松坂先発に巨人営業サイドがホクホク顔

2018年05月14日 16時30分

松坂から先制2ランを放った吉川

<巨人9-5中日(13日)>中日・松坂大輔投手(37)が13日の巨人戦(東京ドーム)に先発登板。3回途中で右足のふくらはぎに強い張りを訴え、緊急降板したが、今季初めてのビジター登板ということもあり“松坂効果”で大盛況だった巨人サイドからは喜びの声が上がった。

 勝利後、高橋由伸監督(43)は「前半にいい攻撃ができて良かった。(吉川)尚輝の(プロ初)ホームランは距離も出ていたし本人も1本出てうれしかったんじゃないかな。松坂という偉大な投手からだし、記念になるというか1号としてうれしいと思う」と笑顔で話した。

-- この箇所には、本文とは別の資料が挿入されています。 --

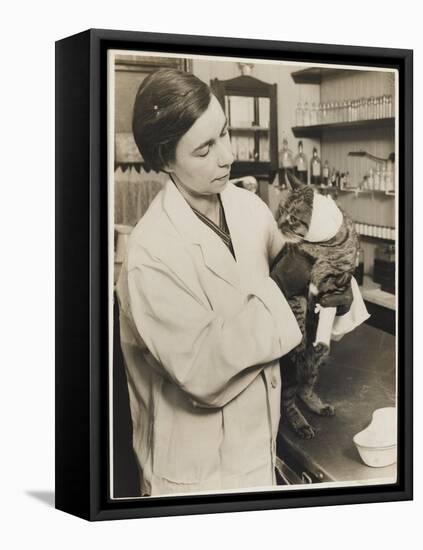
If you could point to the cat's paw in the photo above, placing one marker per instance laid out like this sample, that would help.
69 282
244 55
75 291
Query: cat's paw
321 350
306 432
327 410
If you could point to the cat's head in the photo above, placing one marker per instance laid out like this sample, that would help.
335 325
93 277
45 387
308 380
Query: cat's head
294 214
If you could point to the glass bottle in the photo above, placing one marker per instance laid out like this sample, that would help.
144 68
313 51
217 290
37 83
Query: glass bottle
301 164
306 115
325 173
299 115
285 162
313 114
359 267
315 168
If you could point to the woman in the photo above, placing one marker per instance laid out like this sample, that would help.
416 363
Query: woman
202 323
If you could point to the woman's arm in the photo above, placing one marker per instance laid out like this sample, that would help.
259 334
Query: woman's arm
211 357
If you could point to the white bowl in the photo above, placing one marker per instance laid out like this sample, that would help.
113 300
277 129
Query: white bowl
377 444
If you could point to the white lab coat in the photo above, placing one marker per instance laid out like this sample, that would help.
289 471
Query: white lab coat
201 336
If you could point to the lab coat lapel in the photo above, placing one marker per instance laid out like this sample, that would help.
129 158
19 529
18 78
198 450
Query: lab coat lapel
237 225
216 255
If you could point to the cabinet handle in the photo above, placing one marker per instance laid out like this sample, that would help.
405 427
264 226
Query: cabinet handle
306 478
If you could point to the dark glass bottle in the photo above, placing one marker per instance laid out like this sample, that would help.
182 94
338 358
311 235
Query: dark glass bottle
315 168
301 164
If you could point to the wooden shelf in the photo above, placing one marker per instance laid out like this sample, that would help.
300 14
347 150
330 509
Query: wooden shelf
362 236
377 192
248 129
315 130
314 75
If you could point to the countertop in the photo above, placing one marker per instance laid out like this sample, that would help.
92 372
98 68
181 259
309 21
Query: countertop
358 378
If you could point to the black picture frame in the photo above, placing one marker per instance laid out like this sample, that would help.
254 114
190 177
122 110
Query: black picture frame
82 278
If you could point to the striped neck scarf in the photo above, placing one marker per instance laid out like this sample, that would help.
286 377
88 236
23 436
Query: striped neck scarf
221 230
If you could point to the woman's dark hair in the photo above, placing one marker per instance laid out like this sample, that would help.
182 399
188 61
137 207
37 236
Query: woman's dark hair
167 104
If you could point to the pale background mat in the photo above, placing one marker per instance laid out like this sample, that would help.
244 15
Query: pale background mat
28 32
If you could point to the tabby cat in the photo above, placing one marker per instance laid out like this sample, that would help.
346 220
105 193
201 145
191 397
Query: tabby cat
333 265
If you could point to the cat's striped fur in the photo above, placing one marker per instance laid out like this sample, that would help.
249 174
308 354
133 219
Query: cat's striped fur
333 266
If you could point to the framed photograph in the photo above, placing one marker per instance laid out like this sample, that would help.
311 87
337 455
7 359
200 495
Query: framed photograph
233 274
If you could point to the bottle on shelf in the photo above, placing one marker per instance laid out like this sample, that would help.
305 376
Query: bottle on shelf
332 178
359 267
325 173
315 168
306 115
299 118
285 163
301 164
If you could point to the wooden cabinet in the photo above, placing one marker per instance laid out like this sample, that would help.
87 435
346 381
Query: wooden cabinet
251 109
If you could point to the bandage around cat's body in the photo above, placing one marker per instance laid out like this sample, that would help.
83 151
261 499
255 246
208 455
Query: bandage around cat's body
325 223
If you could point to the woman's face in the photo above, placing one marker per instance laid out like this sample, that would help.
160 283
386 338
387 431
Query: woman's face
203 155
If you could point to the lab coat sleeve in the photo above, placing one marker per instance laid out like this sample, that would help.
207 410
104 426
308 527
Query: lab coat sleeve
275 239
356 315
210 357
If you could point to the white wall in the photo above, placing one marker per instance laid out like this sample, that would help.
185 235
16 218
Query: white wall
27 275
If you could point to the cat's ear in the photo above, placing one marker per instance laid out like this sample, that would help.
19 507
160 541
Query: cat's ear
293 181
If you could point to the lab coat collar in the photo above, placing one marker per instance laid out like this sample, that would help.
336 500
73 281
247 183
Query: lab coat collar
216 255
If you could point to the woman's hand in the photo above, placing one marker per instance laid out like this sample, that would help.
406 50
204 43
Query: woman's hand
291 272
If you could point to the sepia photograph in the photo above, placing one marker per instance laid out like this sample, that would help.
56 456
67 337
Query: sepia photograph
253 281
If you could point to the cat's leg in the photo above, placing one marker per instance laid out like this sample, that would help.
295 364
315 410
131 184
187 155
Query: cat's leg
314 357
290 412
289 374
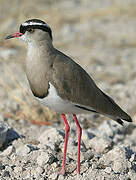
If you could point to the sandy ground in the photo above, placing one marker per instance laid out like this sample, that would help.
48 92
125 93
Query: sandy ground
101 37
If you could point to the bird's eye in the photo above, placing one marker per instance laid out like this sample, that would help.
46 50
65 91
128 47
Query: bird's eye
31 30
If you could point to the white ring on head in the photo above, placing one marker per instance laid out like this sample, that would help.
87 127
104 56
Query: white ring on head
34 23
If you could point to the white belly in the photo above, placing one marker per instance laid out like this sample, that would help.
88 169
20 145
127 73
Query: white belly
57 104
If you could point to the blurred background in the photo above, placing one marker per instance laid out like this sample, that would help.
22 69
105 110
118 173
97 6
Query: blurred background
100 35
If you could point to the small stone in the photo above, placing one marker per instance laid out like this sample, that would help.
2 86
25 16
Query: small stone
100 145
61 177
133 158
43 158
6 174
53 176
39 170
108 170
23 150
3 133
8 151
17 169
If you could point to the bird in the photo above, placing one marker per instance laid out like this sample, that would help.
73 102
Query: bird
61 84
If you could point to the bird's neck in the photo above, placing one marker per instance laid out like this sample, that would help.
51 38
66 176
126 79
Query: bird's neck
40 50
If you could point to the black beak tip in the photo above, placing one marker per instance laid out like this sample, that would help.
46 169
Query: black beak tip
9 37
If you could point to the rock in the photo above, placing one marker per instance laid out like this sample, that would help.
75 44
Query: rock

 初回わずか3球で2点を奪い、4月5日の初対戦(ナゴヤドーム)に続く対松坂2連勝をマーク。吉川尚が「一生忘れない」という先制のプロ初本塁打に、若き大砲・岡本にも6号3ランが飛び出した。先発野上も6回1失点で今季4勝目と前夜の完封負けのショックを吹き飛ばしてのカード勝ち越しにチームのムードは最高潮となった。

 もっとも松坂に感謝したのは現場だけではない。営業サイドも大喜びだった。この日の試合は日曜日にもかかわらずナイターで行われ、さらに天候も大雨と観客動員にとって悪条件が重なったが、松坂の登板が決まり前売り券が飛ぶように売れ、最終的に4万3430人の観衆を集めた。

“松坂効果″が出たのは登板当日だけではなかった。当初、中10日での松坂登板の可能性が高かった11日のカード初戦はエース菅野の登板、橙魂ユニホーム配布日も重なり実数発表を始めた2005年以降、最多となる4万6855人の観客動員を記録した。 巨人の球団スタッフも「どう考えても松坂投手のおかげです」とニンマリ。中日戦は昨年6月の東京ドーム3連戦(23~25日)で平均4万2820人と広島戦や阪神戦と比べると苦戦するカードで、今季中日の本拠地での観客動員数を昨年から18・3%も伸ばした松坂人気の“おすそ分け”に笑いが止まらなかった。

 松坂は右足の状態次第によっては今後、体に負担の少ない本拠地限定登板になることも十分に考えられる。他球団の営業関係者も松坂の動向から目が離せそうもない。